28 Mayıs 2012 Pazartesi

Okurken..

                       

                                    "Ah okumaya başlamadan önce çiçeklere su vermek lazımdır."  
                                                                                         Melih Cevdet Anday




"... Çünkü Başak bu, bir işporta tezgahında dönüp duran oyuncak treni seyreden, alçıdan yapılma köpek, ördek, melek heykellerine bakan, çiçekçi kulübelerinin yanından geçerken içinde bir boşluk hisseden Başak. Baksa şehir yerinde değilmiş, gökyüzü yerinde değilmiş gibi bir boşluk.
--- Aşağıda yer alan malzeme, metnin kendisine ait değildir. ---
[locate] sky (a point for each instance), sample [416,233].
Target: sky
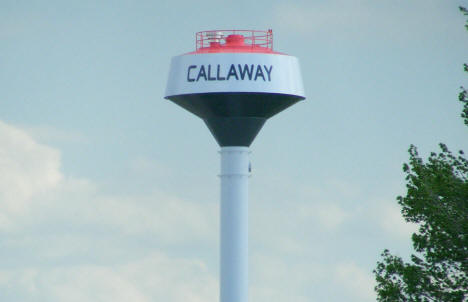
[108,192]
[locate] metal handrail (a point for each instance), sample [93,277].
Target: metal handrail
[253,38]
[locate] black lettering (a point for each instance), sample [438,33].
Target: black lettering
[189,79]
[210,78]
[218,77]
[232,72]
[201,73]
[268,71]
[259,73]
[245,70]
Üzerine bir kedi sıçramış da bütün kuşlar korkup uçmuş gözden uzağa, öyle bir boşluk; Başak muhtemel bir ufuktan yoksun kalmış, üzülmüş bir süre yokuş aşağı, sokağın sonundaki kahveye doğru, darmadağın olmuş sandalyeler, çay bardakları, öyle bir boşluk, ta burdan oraya kemandan piyanoya şarkının başından sonuna."
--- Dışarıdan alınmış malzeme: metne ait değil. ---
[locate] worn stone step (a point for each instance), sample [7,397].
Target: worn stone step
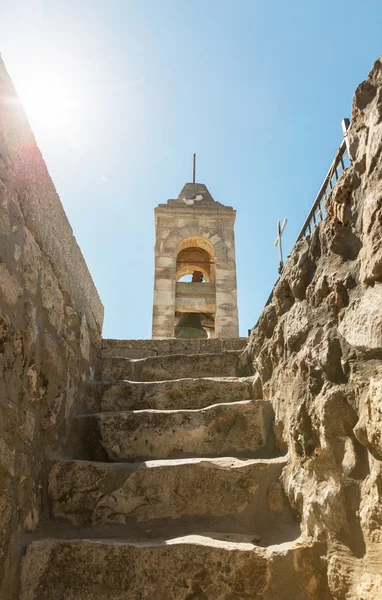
[88,492]
[145,348]
[172,366]
[236,428]
[167,395]
[196,567]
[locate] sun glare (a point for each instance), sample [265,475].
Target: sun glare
[51,101]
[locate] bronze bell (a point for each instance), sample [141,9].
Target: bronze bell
[190,326]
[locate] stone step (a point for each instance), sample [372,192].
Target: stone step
[164,395]
[194,567]
[247,492]
[172,366]
[145,348]
[236,428]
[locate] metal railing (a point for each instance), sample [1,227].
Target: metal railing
[318,211]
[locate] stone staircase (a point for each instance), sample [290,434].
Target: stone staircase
[172,490]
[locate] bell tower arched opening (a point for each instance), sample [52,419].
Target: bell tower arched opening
[195,237]
[195,300]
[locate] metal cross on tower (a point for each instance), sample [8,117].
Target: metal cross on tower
[280,229]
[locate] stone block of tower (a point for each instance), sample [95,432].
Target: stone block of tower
[195,235]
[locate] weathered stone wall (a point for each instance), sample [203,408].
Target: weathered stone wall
[50,327]
[317,351]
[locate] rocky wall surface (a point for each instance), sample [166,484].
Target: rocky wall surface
[317,354]
[50,328]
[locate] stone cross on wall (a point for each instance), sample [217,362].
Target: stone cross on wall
[280,230]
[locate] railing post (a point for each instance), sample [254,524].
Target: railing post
[345,124]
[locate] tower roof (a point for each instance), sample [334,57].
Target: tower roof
[195,195]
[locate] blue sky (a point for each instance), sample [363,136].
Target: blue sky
[121,93]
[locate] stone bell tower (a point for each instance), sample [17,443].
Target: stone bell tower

                                                                          'Bir Süre Yere Paralel Gittikten Sonra '

                                                                                   Barış Bıçakçı




               "Bir öğleden sonra sahilde oturmuş kitap okurken koşarak önümden geçtiğini gördüm, biraz ileride durup geri döndü ve "Biliyor musun?" dedi nefes nefese, "Emre'nin ayağına deniz kestanesi battı!", "Öyle mi!" dedim, onun hoşuna gideceğini düşündüğüm şaşkın bir yüz ifadesi takınarak, "Peki şimdi nerede?" , "Ayağında!" diye bağırdı çın çın, sonra da koşarak uzaklaştı. Ah, öznelerin farklılığı öldürecek beni. O zaman çok güldürmüştü ama şimdi öldürecek. Herkesin cümlesi aynı bile olsa öznesi farklı ve gramer hiçbir işe yaramıyor. Gravyer bile daha iyi olabilir. Demek istediğim, özne hiçbir zaman ben olmadım. Özne hep deniz kestanesiydi."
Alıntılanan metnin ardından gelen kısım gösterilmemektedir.